The vaccine for smallpox saves up to 2 million lives annually, according to the World Health Organization. Its origins are unknown and dates back hundreds of years; this horrific infectious disease known as “the pox” has been responsible for plagues killing millions all over the world.

As medicine slowly developed, so did various attempts to either cure or prevent the spread of the disease. But bleeding, purging, and puncturing did little to prevent people from dying. In Britain, doctors in the 1700s began to offer a type of inoculation called variolation: live smallpox cultures were taken from pustules on an infected person’s skin and injected into a healthy person. The theory behind variolation was that the person would become only mildly sick, allowing their body to develop immunity. Unfortunately, the practice was dangerous to the patient as well as to society at large: once inoculated, patients were highly contagious and, before becoming visibly sick, were rarely quarantined. Needless to say, the practice was ineffective.

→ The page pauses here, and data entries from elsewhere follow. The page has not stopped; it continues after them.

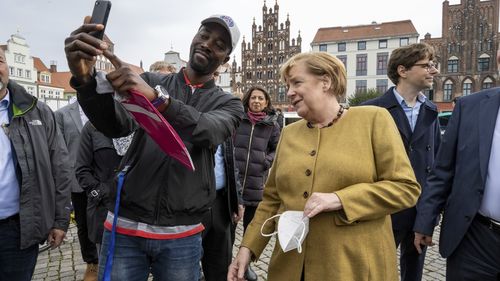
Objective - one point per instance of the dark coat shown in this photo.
(421, 145)
(95, 167)
(42, 161)
(457, 182)
(70, 123)
(254, 148)
(234, 190)
(203, 119)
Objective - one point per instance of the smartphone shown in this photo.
(100, 15)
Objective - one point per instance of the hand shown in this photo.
(422, 239)
(321, 202)
(237, 217)
(56, 237)
(124, 78)
(81, 50)
(237, 268)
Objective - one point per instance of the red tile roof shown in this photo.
(374, 30)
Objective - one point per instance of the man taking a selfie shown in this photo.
(162, 203)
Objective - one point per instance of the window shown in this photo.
(19, 58)
(362, 45)
(281, 94)
(361, 65)
(447, 90)
(341, 47)
(382, 85)
(382, 59)
(343, 59)
(382, 44)
(487, 85)
(483, 64)
(360, 86)
(467, 88)
(452, 65)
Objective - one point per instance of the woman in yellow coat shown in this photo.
(347, 170)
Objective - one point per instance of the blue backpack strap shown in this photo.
(111, 248)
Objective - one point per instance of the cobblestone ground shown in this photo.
(65, 263)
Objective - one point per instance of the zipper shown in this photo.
(158, 198)
(248, 159)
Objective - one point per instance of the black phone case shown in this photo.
(100, 15)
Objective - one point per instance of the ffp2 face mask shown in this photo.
(292, 230)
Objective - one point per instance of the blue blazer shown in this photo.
(421, 145)
(457, 181)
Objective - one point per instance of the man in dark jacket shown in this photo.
(34, 179)
(220, 222)
(71, 120)
(412, 70)
(162, 203)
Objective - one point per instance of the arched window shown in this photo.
(447, 90)
(453, 64)
(483, 62)
(487, 83)
(467, 87)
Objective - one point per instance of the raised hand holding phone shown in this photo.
(100, 15)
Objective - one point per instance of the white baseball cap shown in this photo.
(228, 23)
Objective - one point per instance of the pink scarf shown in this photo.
(256, 116)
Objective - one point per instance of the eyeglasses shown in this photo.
(427, 66)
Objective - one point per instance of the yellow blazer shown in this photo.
(362, 159)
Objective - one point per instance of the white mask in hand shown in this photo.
(292, 230)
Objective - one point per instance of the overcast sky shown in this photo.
(145, 30)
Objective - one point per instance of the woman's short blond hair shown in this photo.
(320, 64)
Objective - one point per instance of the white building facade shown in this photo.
(365, 51)
(20, 61)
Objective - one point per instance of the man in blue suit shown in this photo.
(465, 186)
(412, 70)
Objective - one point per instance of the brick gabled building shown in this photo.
(261, 58)
(466, 52)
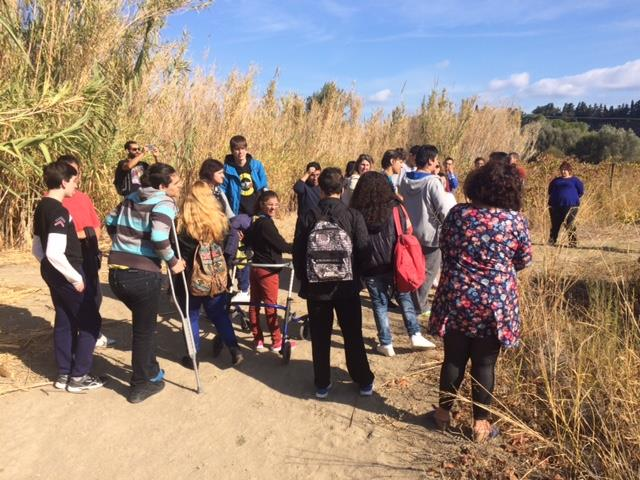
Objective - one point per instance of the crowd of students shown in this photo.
(346, 238)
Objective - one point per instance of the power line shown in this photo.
(560, 117)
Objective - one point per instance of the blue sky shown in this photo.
(519, 52)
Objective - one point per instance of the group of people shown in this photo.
(346, 237)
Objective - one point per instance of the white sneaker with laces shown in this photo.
(260, 348)
(104, 341)
(241, 297)
(418, 341)
(386, 350)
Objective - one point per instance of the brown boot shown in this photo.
(483, 431)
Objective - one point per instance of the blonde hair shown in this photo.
(202, 216)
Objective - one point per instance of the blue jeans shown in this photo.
(380, 289)
(216, 310)
(140, 291)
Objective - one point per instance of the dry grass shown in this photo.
(87, 86)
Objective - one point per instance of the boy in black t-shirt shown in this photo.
(57, 248)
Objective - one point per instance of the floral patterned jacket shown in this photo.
(482, 248)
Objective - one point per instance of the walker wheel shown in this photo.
(305, 332)
(242, 320)
(286, 351)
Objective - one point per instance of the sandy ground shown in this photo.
(259, 420)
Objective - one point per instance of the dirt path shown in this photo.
(259, 420)
(256, 421)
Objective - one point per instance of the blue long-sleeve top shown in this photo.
(565, 192)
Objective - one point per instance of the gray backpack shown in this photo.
(329, 250)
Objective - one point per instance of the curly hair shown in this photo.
(496, 184)
(374, 198)
(202, 217)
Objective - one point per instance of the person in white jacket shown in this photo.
(427, 204)
(364, 163)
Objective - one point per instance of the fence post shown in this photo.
(613, 166)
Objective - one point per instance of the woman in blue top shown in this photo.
(564, 199)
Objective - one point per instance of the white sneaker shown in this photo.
(104, 341)
(386, 350)
(241, 297)
(418, 341)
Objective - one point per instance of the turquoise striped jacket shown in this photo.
(140, 228)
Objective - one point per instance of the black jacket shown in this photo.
(352, 222)
(267, 243)
(308, 196)
(383, 240)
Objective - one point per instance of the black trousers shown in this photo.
(77, 322)
(140, 292)
(560, 215)
(483, 352)
(349, 313)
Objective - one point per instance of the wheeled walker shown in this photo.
(237, 313)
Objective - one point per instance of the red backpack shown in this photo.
(409, 259)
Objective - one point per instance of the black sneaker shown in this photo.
(139, 393)
(236, 356)
(61, 381)
(85, 383)
(218, 345)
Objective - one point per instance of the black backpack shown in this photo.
(329, 250)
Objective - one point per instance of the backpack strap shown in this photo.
(398, 223)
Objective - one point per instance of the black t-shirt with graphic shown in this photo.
(51, 217)
(248, 193)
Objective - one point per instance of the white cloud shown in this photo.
(598, 82)
(620, 77)
(380, 96)
(516, 80)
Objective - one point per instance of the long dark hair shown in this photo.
(374, 198)
(495, 184)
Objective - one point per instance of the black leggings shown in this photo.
(458, 348)
(560, 215)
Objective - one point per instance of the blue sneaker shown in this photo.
(367, 390)
(159, 377)
(323, 392)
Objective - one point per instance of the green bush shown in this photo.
(609, 143)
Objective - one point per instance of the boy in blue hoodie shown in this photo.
(244, 180)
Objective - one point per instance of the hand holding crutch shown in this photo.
(184, 315)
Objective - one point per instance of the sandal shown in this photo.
(484, 431)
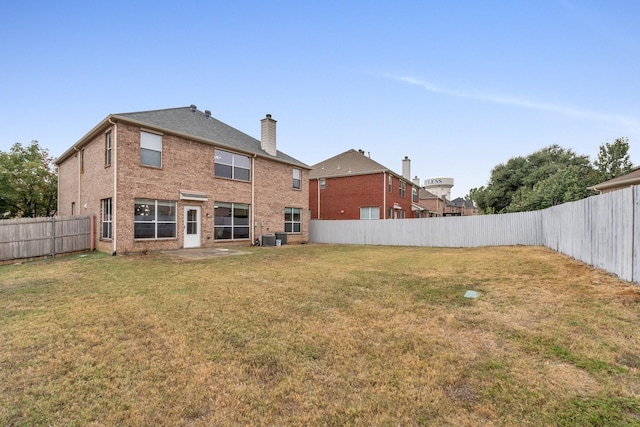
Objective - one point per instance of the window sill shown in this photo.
(151, 166)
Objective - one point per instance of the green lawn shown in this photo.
(319, 335)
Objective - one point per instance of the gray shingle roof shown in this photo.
(187, 122)
(350, 162)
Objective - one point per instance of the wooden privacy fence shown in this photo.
(38, 237)
(603, 231)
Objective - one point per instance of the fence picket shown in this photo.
(600, 231)
(37, 237)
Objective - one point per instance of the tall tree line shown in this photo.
(548, 177)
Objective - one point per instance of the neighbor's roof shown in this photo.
(193, 124)
(426, 194)
(631, 178)
(350, 162)
(460, 202)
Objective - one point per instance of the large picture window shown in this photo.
(292, 220)
(150, 149)
(231, 221)
(370, 213)
(232, 165)
(106, 219)
(154, 219)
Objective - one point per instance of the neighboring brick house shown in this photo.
(623, 181)
(433, 204)
(459, 207)
(352, 186)
(179, 178)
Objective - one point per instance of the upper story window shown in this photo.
(232, 165)
(107, 149)
(297, 178)
(370, 213)
(150, 149)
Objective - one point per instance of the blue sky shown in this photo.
(457, 86)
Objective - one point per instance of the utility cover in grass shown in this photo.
(471, 294)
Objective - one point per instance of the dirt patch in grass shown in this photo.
(319, 335)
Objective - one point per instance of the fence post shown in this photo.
(53, 234)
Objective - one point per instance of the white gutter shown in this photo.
(253, 200)
(319, 216)
(114, 202)
(384, 195)
(79, 157)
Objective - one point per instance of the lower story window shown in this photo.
(106, 219)
(292, 220)
(154, 219)
(370, 213)
(231, 221)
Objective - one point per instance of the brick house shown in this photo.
(179, 178)
(433, 204)
(460, 207)
(353, 186)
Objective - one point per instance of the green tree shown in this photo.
(613, 159)
(28, 182)
(549, 176)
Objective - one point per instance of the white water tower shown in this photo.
(440, 186)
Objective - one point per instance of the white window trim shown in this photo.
(153, 142)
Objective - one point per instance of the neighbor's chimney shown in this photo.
(406, 168)
(268, 136)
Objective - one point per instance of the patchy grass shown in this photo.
(319, 335)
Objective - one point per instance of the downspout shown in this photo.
(253, 199)
(384, 195)
(79, 155)
(114, 203)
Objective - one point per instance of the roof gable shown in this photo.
(351, 162)
(191, 123)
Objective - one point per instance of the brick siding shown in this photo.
(186, 165)
(343, 197)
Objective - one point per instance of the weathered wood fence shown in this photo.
(37, 237)
(603, 231)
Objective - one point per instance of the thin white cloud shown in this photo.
(566, 111)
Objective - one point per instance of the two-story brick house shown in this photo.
(179, 178)
(353, 186)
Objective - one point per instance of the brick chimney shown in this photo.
(268, 135)
(406, 168)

It was the brilliant observation of a country physician, Edward Jenner, who innovated the smallpox vaccine so that it could be safely administered. He noticed that milkmaids who had suffered cowpox were not susceptible to smallpox. (Cowpox is a similar virus to smallpox.) By using the same concept as with variolation, he took small amounts of cowpox from the open pustules on the cow’s skin and administered it to healthy people.

This simple observation led to what has arguably been the most significant medical breakthrough in the prevention of infectious disease to date. Today, smallpox has been effectively eradicated.

Doctors Impossible are champions of stories like this one because it reminds us that the answers to some of our world’s most serious health challenges can be hiding in plain sight. In the early part of the last millennium, people no doubt would have said that the eradication of smallpox was impossible. They would not have believed it could be done. Yet, because an observant, creative, and brave country doctor encountered a group of milkmaids doing their daily work, a possibility was unlocked that has saved millions of lives.